El oficial de artillería prusiano vio que otro escuadrón de dragones amenazaba con flanquear su posición. Volvió la mirada hacia la carretera donde había aparecido todavía más caballería napoleónica y supo que no podía pasar mucho tiempo antes de que llegara el primer cañón de ocho libras francés.
—¡Enganchen los cañones a los armones!
Los cañones prusianos galoparon hacia el norte, y cubrieron su retirada unos húsares de uniforme color negro que llevaban insignias con la calavera pirata en sus chacós. Los dragones franceses no les siguieron inmediatamente; en lugar de eso, espolearon a sus caballos y se adentraron en el bosque, donde encontraron las fogatas del campamento prusiano todavía ardiendo. Un plato de salchichas se había caído al suelo junto a una de las hogueras.
—¡Sabe igual que la mierda alemana! —Un soldado de caballería escupió en el fuego un bocado de carne.

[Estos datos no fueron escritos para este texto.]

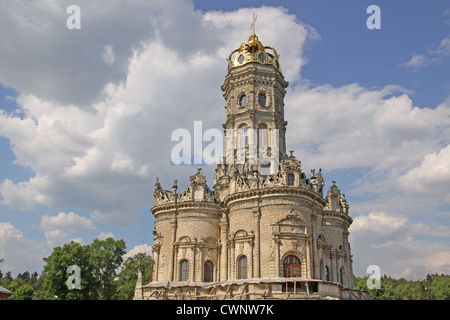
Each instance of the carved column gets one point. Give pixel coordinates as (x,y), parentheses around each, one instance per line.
(224,252)
(173,224)
(257,214)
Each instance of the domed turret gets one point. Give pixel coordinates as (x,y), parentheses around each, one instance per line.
(253,51)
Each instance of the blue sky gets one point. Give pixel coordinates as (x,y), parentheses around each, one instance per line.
(86,116)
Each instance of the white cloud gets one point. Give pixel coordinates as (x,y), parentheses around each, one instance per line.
(19,253)
(388,240)
(431,177)
(104,159)
(352,126)
(431,57)
(64,227)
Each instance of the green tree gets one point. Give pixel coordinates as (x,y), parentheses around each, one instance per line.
(98,265)
(55,273)
(440,287)
(24,292)
(107,258)
(128,275)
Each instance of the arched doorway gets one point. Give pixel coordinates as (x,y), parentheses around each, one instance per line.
(292,267)
(208,271)
(242,267)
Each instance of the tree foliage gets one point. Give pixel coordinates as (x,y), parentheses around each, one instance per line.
(128,275)
(433,287)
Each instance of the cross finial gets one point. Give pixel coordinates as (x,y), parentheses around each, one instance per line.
(252,26)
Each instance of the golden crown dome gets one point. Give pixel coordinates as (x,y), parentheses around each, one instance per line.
(253,51)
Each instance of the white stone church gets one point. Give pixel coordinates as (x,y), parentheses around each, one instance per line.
(266,230)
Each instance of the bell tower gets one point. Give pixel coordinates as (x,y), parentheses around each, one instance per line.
(254,91)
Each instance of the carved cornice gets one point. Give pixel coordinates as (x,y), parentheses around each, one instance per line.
(186,205)
(279,191)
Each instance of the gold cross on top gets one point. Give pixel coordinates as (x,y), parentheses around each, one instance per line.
(255,17)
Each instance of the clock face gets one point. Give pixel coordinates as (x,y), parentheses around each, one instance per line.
(262,57)
(262,100)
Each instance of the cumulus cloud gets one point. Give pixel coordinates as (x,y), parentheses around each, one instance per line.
(392,241)
(104,159)
(353,126)
(64,227)
(431,177)
(17,250)
(432,56)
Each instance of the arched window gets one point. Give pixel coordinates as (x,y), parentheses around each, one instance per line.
(262,99)
(292,267)
(262,135)
(243,136)
(184,270)
(208,272)
(242,267)
(243,101)
(290,179)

Un caballo herido andaba cojeando por el trigal, intentando alcanzar a los demás potros de la caballería. Entre los árboles, dos prisioneros prusianos estaban siendo despojados de sus armas, comida, dinero y bebida. Los demás prusianos habían desaparecido hacia el norte. Los franceses, al tiempo que avanzaban hacia el extremo norte del bosque, observaron la retirada del enemigo. La niebla se había disipado. Las ruedas de los cañones prusianos que se retiraban habían dejado marcados unos senderos de cebada aplastada a través de los campos septentrionales.
Dieciséis kilómetros al sur, todavía en Francia, el pesado carruaje del emperador esperaba al borde de la carretera. Los oficiales del estado mayor informaron a su majestad de que la frontera holandesa se había cruzado con éxito. Informaron que se había encontrado muy poca resistencia y que ésta había sido anulada.
El emperador recibió la noticia con un gruñido, y luego dejó caer la cortina de cuero para sumir en la oscuridad el interior del carruaje. Sólo habían pasado ciento siete días desde que, después de zarpar desde su exilio en Elba con apenas mil hombres, había tomado tierra en una playa desierta del sur de Francia. Sólo habían pasado ochenta y ocho días desde que reconquistara París, pero en esos pocos días había demostrado al mundo cómo formaba ejércitos un emperador. Doscientos mil veteranos habían vuelto a ser llamados a las filas de las águilas, los oficiales con media paga habían sido reintegrados a sus batallones y los arsenales de Francia se habían llenado. En aquellos momentos, ese nuevo ejército marchaba contra la escoria de Gran Bretaña y los mercenarios de Prusia. Era un amanecer de pleno verano y el emperador iniciaba su ataque.
El cochero hizo restallar su látigo, el carruaje del emperador dio una sacudida hacia delante, y empezó la batalla por Europa.